Io vi dirò del cor la novitate,
come l'anima trista piange in lui,
e come un spirto contra lei favella,
che vien pe' raggi della vostra stella.
Suol esser vita dello cor dolente
un soave penser, che se ne gìa
molte fïate a' pie' del nostro Sire,
ove una donna glorïar vedia,
di cui parlava me sì dolcemente
che l'anima dicea: «Io men vo' gire».
Or apparisce chi lo fa fuggire
e segnoreggia me di tal vertute,
che 'l cor ne trema che di fori appare.
Questi mi face una donna guardare,
e dice: «Chi veder vuol la salute,
faccia che li occhi d'esta donna miri,
sed e' non teme angoscia di sospiri».
Trova contraro tal che lo distrugge
l'umil pensero che parlar mi sòle
d'un'angela che 'n cielo è coronata.
L'anima piange, sì ancor len dole,
e dice: «Oh lassa a me, come si fugge
questo pietoso che m'ha consolata!».
Delli occhi miei dice questa affannata
«Qual ora fu, che tal donna li vide!
E perché non credeano a me di lei?
Io dicea ben: nelli occhi di costei
de' star colui che le mie pari ancide!
E non mi valse ch'io ne fosse acorta
che non mirasser tal, ch'io ne son morta».

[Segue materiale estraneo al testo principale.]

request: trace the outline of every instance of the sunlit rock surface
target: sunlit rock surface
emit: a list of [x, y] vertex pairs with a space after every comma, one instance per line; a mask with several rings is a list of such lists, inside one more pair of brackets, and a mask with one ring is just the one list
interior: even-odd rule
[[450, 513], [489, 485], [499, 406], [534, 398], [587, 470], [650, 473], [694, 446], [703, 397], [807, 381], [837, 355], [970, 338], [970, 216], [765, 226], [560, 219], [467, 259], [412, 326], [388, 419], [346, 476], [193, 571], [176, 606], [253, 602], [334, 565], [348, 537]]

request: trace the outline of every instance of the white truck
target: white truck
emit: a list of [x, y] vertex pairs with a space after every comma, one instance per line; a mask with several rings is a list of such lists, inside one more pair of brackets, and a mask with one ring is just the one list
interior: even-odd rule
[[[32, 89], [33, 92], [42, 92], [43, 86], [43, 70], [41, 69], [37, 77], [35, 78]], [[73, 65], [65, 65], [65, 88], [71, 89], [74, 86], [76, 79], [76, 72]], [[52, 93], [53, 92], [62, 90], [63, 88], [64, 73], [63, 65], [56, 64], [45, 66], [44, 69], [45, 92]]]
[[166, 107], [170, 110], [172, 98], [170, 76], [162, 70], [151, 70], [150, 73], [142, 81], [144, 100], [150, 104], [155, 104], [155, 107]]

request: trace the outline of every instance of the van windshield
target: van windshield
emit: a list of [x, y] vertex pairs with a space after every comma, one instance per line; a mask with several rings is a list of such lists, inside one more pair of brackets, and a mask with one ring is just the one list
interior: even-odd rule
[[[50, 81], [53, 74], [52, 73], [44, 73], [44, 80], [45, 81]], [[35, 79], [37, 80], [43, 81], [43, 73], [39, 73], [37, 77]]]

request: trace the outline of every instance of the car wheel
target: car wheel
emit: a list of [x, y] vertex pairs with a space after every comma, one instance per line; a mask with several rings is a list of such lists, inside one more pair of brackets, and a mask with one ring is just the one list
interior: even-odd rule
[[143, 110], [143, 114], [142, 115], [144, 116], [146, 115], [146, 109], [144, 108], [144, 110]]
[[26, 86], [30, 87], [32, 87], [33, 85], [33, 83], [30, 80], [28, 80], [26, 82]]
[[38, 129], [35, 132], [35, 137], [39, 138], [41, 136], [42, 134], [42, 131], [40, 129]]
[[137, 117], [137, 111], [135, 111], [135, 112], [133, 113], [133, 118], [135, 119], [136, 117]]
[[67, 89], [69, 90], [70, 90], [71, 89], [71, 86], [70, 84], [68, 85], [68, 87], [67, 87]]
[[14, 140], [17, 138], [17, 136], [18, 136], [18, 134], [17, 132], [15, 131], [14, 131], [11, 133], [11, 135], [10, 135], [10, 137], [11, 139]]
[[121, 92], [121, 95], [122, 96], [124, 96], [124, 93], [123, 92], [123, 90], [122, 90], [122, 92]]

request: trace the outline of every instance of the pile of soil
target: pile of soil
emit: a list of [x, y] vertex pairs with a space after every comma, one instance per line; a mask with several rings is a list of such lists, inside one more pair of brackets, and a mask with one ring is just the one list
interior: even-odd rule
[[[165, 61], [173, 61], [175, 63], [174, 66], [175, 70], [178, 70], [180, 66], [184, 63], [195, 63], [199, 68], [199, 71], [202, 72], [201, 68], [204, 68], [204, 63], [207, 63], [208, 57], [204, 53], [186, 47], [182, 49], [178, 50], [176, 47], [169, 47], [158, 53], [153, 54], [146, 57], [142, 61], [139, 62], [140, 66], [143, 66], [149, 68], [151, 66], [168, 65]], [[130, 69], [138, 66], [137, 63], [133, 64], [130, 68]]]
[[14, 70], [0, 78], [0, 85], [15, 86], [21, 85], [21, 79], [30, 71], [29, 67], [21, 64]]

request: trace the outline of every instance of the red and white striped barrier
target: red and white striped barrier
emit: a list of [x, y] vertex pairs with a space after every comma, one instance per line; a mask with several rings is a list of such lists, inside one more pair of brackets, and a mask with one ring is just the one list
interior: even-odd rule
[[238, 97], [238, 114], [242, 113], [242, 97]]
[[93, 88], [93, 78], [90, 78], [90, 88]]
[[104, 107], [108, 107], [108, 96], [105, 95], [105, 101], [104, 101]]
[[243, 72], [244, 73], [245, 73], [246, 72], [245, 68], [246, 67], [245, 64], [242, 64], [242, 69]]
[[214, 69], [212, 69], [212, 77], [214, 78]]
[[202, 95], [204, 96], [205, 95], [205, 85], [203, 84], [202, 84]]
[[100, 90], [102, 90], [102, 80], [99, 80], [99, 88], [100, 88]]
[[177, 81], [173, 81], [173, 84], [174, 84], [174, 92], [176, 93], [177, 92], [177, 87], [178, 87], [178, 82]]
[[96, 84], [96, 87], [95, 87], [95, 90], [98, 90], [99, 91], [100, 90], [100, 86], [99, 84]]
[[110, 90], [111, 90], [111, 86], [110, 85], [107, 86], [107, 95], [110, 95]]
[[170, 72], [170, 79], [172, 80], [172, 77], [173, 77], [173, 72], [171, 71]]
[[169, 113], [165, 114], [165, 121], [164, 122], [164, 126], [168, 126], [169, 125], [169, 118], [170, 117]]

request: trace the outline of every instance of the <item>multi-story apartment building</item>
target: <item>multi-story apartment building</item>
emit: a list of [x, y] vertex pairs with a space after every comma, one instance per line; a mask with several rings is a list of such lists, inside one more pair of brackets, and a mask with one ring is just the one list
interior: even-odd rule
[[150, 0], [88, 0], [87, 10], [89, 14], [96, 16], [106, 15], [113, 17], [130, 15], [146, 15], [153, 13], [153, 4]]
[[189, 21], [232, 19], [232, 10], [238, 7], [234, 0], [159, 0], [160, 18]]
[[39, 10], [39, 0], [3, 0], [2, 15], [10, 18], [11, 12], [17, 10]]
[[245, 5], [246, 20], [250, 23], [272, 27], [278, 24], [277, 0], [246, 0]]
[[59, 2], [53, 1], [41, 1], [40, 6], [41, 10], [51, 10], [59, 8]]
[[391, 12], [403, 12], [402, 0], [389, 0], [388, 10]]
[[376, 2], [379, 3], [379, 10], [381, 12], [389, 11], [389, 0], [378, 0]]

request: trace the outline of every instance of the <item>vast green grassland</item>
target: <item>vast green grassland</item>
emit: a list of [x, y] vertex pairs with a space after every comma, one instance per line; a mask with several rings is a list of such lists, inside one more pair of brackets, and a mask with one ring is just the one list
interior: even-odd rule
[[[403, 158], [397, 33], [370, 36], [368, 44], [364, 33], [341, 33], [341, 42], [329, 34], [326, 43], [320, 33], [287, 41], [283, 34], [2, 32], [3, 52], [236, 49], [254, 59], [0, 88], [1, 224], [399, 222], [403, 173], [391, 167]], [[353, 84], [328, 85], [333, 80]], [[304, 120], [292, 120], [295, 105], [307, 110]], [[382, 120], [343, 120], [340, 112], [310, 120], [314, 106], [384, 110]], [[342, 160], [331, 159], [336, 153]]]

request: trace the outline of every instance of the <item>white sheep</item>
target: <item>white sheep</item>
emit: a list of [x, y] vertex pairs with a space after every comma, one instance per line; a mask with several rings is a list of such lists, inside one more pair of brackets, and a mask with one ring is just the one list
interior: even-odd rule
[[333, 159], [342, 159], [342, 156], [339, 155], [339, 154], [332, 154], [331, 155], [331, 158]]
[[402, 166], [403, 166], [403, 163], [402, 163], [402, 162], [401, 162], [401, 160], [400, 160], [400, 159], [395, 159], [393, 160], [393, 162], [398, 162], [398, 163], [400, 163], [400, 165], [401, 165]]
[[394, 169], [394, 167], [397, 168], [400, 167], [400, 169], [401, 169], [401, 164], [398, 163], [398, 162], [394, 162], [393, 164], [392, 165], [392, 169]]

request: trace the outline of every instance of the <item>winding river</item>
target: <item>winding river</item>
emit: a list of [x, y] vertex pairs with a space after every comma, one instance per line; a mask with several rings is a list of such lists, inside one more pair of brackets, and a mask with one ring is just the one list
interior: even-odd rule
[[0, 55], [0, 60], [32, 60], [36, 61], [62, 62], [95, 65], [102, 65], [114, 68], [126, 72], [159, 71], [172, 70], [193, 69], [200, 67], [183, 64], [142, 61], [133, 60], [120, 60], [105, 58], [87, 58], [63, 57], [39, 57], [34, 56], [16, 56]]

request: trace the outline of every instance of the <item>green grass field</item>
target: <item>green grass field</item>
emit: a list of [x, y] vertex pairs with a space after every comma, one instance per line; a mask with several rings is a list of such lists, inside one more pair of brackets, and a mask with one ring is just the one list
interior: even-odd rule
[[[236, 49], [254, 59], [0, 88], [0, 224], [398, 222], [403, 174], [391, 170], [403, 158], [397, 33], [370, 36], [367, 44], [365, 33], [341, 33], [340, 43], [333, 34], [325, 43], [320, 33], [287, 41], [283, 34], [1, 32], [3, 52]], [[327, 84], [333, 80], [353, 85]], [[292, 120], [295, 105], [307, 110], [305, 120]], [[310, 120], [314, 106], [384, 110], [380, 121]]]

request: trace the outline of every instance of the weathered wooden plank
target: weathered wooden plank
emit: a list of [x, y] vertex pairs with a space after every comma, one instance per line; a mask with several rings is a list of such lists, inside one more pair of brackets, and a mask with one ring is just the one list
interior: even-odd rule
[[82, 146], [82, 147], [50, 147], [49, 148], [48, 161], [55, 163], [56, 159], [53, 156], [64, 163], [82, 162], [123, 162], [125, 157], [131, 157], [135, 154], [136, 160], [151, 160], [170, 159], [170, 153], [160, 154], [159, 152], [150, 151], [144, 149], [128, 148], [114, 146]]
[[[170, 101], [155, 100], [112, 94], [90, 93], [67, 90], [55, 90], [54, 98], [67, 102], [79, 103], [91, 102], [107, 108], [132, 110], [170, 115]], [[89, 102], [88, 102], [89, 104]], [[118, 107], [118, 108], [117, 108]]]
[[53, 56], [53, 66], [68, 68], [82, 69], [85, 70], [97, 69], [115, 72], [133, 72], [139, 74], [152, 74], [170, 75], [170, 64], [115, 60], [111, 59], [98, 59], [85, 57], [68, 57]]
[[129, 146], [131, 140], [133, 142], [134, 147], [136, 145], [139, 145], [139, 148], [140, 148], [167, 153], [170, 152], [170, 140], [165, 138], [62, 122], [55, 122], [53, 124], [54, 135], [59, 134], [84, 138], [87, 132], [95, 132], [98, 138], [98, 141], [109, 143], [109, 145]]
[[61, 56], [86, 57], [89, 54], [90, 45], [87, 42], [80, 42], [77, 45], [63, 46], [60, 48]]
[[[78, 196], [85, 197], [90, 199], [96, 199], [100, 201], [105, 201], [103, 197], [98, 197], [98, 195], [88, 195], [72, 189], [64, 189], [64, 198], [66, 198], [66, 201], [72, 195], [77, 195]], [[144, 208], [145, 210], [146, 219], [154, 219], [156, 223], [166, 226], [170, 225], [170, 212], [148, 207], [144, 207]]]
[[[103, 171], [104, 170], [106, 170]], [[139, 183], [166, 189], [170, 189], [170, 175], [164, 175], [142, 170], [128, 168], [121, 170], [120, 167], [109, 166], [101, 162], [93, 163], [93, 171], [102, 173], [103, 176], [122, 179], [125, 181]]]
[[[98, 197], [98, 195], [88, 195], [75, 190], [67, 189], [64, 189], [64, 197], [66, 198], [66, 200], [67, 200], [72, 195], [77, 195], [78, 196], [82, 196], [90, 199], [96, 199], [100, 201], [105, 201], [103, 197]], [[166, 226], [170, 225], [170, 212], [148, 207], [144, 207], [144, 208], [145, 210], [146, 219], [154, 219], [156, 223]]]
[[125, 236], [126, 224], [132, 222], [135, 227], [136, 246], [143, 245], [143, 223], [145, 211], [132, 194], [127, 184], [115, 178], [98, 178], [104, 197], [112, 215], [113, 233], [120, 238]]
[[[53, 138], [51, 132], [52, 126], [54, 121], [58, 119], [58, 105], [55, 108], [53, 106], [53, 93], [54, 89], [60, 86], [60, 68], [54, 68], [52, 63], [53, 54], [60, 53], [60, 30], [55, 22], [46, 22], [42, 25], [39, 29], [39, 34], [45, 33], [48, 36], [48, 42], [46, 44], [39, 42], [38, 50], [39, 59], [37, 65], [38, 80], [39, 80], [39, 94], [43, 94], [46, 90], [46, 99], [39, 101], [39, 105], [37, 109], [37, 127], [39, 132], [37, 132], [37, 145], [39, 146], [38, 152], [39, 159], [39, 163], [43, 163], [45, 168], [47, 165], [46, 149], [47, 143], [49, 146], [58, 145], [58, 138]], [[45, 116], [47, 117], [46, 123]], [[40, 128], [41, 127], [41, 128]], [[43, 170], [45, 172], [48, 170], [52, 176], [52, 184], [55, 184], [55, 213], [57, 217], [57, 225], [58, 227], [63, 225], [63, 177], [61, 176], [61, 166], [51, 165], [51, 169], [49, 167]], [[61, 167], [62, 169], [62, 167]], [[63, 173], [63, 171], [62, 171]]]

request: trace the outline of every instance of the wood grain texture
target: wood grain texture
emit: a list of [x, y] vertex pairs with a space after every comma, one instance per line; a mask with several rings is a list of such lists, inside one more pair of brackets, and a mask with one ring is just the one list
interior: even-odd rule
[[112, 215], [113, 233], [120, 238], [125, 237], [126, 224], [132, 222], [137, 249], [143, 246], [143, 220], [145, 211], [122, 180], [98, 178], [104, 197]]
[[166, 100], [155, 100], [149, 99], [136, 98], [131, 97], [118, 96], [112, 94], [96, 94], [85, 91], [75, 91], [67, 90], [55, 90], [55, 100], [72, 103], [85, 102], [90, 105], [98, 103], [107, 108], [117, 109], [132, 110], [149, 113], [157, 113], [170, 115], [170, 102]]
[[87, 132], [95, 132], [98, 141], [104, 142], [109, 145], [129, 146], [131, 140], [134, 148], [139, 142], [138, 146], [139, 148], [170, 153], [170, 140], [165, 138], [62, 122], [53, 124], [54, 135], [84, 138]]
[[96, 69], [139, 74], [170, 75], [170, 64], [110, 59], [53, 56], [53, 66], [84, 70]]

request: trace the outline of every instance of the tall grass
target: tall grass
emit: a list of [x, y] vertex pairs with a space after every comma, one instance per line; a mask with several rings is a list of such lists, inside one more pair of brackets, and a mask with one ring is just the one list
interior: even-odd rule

«Tu non se' morta, ma se' ismarrita,
anima nostra, che sì ti lamenti»,
dice uno spiritel d'amor gentile;
«ché quella bella donna che tu senti,
ha transmutata in tanto la tua vita,
che n'hai paura, sì se' fatta vile!
Mira quant'ell'è pïetosa e umìle,
saggia e cortese nella sua grandezza,
e pensa di chiamarla donna, omai!
Ché se tu non t'inganni, tu vedrai
di sì alti miracoli adornezza,
che tu dirai: Amor, segnor verace,
ecco l'ancella tua: fa che ti piace».
Canzone, io credo che saranno radi
color che tua ragione intendan bene,
tanto la parli faticosa e forte.
Onde, se per ventura elli adivene
che tu dinanzi da persone vadi
che non ti paian d'essa bene acorte,
allor ti priego che ti riconforte,
dicendo lor, diletta mia novella:
«Ponete mente almen com'io son bella!».